A lot of people have what’s called personality disorders. Some of them aren’t so bad. Some of them are.
What you really need to watch out for is what psychologists call “Cluster B.”
Cluster B disorders are marked by inappropriate, volatile emotionality and often unpredictable behavior. The disorders in Cluster B are antisocial personality disorder, borderline personality disorder, histrionic personality disorder, and narcissistic personality disorder. — Psychology Today
People with the full gamut of Cluster B personality disorders are very rare. The DSM says the combined estimated prevalence rate is only 1.5 percent. However, individuals possessing just one of the disorders within Cluster B are obviously more prevalent.
What I look out for the most is narcissism, which can be more prevalent than the other personality disorders in Cluster B.
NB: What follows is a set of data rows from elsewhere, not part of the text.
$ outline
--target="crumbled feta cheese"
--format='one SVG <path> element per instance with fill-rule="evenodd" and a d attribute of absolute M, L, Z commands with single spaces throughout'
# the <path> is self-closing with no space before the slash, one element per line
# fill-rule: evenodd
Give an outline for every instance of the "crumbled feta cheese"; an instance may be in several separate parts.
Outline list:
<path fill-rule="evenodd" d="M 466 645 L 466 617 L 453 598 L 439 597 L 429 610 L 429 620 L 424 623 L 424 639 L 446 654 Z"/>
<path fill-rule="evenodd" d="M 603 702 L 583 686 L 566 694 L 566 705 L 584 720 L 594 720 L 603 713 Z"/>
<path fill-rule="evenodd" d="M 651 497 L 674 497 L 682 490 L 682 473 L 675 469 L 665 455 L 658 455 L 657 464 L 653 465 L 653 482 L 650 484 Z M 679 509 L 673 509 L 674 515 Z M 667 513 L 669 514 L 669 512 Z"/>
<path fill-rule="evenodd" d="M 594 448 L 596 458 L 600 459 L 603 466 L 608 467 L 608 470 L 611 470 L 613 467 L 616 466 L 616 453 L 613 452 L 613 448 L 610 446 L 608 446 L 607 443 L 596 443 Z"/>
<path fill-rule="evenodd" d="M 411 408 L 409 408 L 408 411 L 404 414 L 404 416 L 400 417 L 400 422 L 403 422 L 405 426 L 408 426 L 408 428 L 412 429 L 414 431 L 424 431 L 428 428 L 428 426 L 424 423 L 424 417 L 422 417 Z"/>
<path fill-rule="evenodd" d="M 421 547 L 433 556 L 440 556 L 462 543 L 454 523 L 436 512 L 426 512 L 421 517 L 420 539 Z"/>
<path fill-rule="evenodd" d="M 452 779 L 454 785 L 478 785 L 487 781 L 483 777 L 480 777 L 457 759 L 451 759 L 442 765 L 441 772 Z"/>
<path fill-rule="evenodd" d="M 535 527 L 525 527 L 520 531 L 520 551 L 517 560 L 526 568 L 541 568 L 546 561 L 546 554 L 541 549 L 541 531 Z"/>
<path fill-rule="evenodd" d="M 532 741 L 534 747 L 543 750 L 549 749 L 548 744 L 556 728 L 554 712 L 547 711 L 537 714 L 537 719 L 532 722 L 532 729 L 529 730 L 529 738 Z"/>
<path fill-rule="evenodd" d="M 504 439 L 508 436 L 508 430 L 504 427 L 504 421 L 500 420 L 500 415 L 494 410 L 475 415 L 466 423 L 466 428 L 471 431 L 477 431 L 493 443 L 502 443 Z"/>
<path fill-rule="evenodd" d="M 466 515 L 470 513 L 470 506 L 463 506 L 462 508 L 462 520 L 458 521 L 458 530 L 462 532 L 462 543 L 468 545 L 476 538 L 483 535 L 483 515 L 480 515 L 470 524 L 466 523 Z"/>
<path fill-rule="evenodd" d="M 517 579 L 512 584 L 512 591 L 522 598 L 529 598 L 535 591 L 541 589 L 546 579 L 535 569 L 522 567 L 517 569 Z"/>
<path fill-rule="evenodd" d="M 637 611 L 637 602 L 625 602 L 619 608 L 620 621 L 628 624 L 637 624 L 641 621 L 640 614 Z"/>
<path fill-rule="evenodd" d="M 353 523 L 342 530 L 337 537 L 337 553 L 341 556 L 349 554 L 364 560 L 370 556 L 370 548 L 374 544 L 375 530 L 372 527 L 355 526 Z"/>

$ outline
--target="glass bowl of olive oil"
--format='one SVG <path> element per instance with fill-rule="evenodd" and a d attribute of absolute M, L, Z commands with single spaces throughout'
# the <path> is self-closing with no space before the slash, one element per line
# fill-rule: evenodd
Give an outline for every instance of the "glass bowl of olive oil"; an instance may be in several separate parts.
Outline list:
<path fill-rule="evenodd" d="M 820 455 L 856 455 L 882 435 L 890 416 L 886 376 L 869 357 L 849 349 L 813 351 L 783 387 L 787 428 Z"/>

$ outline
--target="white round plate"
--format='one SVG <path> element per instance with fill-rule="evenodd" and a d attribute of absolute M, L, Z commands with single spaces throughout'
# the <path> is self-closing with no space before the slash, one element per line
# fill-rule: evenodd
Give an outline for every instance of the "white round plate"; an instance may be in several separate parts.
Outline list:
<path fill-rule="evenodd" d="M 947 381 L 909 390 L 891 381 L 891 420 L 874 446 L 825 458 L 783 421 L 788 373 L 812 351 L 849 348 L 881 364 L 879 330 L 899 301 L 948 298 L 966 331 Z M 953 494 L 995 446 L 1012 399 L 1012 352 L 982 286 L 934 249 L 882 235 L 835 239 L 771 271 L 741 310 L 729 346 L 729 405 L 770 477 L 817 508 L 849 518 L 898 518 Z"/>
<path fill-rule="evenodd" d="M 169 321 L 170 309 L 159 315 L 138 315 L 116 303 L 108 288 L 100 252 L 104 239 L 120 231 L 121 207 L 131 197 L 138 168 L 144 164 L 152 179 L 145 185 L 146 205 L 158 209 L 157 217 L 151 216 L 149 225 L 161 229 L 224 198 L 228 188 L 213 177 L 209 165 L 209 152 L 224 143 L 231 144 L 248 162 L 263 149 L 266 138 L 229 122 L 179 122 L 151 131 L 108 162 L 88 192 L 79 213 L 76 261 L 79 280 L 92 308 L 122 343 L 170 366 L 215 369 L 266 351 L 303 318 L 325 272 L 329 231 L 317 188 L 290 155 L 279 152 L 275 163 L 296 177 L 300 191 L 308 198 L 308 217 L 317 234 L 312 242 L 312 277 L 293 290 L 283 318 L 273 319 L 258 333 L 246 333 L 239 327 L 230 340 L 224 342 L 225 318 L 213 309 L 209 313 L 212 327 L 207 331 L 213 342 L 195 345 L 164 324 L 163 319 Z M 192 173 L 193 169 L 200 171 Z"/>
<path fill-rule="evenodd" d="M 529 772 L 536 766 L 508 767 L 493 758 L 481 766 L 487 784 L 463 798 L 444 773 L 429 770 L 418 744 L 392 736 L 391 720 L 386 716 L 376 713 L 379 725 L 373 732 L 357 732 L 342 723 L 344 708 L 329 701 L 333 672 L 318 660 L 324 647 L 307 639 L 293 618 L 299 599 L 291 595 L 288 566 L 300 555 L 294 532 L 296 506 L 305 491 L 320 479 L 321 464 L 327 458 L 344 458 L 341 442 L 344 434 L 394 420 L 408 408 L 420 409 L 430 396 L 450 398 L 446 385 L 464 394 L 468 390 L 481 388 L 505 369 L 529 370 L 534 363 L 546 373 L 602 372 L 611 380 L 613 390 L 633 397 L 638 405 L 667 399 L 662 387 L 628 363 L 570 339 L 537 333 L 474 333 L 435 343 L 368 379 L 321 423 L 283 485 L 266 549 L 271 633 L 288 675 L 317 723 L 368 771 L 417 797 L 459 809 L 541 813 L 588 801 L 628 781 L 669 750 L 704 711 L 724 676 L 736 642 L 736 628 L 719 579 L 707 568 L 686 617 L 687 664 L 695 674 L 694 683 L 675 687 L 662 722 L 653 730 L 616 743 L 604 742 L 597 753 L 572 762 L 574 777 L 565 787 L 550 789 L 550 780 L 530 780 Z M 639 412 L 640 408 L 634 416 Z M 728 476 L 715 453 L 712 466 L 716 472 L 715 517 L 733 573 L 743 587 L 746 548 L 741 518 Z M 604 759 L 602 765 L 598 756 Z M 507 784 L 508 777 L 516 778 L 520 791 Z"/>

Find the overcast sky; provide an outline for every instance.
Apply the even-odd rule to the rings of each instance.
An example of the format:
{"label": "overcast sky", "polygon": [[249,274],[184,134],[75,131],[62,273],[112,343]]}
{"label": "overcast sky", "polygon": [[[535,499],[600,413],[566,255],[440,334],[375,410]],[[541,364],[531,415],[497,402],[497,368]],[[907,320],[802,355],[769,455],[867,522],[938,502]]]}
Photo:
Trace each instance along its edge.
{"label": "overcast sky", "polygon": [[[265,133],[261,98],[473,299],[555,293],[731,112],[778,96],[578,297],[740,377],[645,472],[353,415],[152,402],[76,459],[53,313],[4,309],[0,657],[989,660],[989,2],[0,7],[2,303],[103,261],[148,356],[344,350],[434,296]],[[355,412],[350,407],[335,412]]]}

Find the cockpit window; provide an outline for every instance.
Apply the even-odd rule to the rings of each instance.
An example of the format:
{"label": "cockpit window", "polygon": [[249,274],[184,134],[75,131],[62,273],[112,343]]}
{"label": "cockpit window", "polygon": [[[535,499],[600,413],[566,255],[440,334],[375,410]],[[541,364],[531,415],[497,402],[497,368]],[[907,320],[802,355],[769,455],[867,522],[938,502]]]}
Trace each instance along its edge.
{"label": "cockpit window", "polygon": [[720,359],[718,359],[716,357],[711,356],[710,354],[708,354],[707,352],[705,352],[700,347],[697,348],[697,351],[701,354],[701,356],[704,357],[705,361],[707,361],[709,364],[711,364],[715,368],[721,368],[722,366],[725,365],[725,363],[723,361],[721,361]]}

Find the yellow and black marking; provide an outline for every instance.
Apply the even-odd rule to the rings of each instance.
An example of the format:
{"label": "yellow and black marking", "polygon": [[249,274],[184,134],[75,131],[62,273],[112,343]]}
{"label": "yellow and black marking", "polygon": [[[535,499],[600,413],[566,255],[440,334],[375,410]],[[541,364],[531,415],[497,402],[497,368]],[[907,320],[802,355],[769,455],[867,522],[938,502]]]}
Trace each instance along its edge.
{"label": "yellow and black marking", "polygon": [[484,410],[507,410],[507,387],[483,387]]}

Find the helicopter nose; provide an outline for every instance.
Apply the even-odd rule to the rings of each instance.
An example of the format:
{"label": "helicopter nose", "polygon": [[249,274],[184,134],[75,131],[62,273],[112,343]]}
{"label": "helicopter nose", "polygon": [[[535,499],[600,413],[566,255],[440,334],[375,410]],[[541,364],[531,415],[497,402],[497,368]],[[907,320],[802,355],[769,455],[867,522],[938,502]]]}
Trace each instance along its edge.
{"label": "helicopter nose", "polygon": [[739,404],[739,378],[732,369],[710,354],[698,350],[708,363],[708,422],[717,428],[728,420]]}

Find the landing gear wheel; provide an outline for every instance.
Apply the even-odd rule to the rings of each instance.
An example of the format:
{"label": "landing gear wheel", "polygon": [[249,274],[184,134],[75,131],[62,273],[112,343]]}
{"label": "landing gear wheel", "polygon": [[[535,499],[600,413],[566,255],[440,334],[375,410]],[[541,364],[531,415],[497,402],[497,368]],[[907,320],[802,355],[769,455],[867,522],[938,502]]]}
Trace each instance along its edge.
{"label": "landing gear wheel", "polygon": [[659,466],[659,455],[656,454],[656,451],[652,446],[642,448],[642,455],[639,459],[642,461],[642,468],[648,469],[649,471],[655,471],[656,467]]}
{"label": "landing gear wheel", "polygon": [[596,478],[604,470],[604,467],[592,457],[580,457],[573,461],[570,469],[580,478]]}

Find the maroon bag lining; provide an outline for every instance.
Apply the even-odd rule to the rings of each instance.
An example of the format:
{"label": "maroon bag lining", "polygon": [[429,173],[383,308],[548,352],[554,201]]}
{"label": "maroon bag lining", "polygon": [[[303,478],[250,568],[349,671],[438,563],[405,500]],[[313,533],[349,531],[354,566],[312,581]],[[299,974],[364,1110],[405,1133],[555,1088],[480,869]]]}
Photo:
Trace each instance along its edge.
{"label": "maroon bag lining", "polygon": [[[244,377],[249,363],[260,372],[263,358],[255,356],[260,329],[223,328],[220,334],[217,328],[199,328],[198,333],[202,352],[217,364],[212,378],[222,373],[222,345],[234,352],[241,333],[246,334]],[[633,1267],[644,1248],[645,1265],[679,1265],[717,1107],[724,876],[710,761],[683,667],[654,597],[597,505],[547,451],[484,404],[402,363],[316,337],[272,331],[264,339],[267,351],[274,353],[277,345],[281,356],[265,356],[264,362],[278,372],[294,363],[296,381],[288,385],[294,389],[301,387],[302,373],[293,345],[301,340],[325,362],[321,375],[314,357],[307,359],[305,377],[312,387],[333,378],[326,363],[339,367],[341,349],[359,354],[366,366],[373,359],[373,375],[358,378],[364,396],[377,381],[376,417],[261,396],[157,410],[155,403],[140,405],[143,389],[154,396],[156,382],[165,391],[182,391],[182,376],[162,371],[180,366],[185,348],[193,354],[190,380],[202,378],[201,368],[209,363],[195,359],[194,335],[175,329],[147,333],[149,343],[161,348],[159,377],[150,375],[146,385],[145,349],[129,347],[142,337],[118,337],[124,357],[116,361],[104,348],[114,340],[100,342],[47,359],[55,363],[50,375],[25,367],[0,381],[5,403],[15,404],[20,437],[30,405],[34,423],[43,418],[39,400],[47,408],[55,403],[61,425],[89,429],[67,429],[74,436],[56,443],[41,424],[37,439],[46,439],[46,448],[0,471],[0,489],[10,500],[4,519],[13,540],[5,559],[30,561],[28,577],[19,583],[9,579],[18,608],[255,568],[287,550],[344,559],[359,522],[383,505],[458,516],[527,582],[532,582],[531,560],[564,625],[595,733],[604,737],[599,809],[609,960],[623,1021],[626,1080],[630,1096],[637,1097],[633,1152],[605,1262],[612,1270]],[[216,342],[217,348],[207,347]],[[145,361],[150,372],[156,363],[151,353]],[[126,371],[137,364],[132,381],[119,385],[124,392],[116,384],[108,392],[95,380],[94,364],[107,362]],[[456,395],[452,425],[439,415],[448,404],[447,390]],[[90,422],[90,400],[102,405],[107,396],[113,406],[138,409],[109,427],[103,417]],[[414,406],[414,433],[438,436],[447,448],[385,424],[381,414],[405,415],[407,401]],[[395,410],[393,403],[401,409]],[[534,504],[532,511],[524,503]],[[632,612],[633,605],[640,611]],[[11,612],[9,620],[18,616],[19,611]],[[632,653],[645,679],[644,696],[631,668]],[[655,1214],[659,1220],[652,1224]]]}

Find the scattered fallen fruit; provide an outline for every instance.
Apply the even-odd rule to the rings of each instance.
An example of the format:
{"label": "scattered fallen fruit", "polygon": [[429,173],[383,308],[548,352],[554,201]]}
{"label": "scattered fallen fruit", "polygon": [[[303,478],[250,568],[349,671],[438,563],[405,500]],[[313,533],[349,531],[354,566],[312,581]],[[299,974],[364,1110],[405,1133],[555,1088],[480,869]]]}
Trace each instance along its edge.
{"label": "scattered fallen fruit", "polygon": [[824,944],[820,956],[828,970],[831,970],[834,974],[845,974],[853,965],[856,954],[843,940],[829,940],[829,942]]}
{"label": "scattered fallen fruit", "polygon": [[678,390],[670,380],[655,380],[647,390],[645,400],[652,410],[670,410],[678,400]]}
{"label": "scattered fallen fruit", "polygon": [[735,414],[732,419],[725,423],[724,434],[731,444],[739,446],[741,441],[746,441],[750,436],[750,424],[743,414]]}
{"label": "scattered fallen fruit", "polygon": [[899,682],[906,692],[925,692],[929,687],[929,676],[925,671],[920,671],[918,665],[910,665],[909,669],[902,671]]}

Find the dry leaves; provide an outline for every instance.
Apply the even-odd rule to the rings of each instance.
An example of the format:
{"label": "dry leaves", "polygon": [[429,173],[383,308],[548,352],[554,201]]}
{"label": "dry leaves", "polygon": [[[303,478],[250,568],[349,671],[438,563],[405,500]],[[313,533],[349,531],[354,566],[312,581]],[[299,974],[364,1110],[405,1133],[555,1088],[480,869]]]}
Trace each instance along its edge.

Narcissistic personality disorder, thought to affect anywhere from 1 to 6 percent of the population, is characterized by grandiosity; a need for excessive admiration; a lack of empathy; and manipulative, self-centered, or demanding behavior. Someone with NPD can cause significant distress for anyone who associates with them. — Psychology Today
Let’s look at those symptoms one by one:
- Grandiosity: I once met a woman who straight up said that she was better and hotter than everyone I ever dated. Her tone did not imply that she was joking. Like at all. Some people might think that’s a very confident and self-assured thing to say. Others might recognize that making such a claim without ever meeting or even knowing all the women I’ve dated is just nuts. There wasn’t a shred of humility in her bones.
- A need for excessive admiration: Ever met someone who would freak out if they didn’t get at least a certain number of “Likes” on an Instagram post? Ever had a president who surrounded himself with sycophantic, incompetent yes-men who had to give him exaggerated praise every time the cameras were on? Ever met someone who thought that popularity was everything? You know exactly what this looks like.
- A lack of empathy: I once dated a woman who refused to ever give any money to homeless people. Her reasoning was that they’re homeless purely due to their own actions, and that they’ll spend any charity they get from others on drugs and alcohol. And she called herself a Christian. How very Christ-like. Sarcasm, of course, but I do see this symptom in a lot of self-proclaimed religious folks who fail to see the irony. It’s as if they’re drawn to religion more on the grounds of the conservative social hierarchy it has become entrenched in rather than its message of compassion.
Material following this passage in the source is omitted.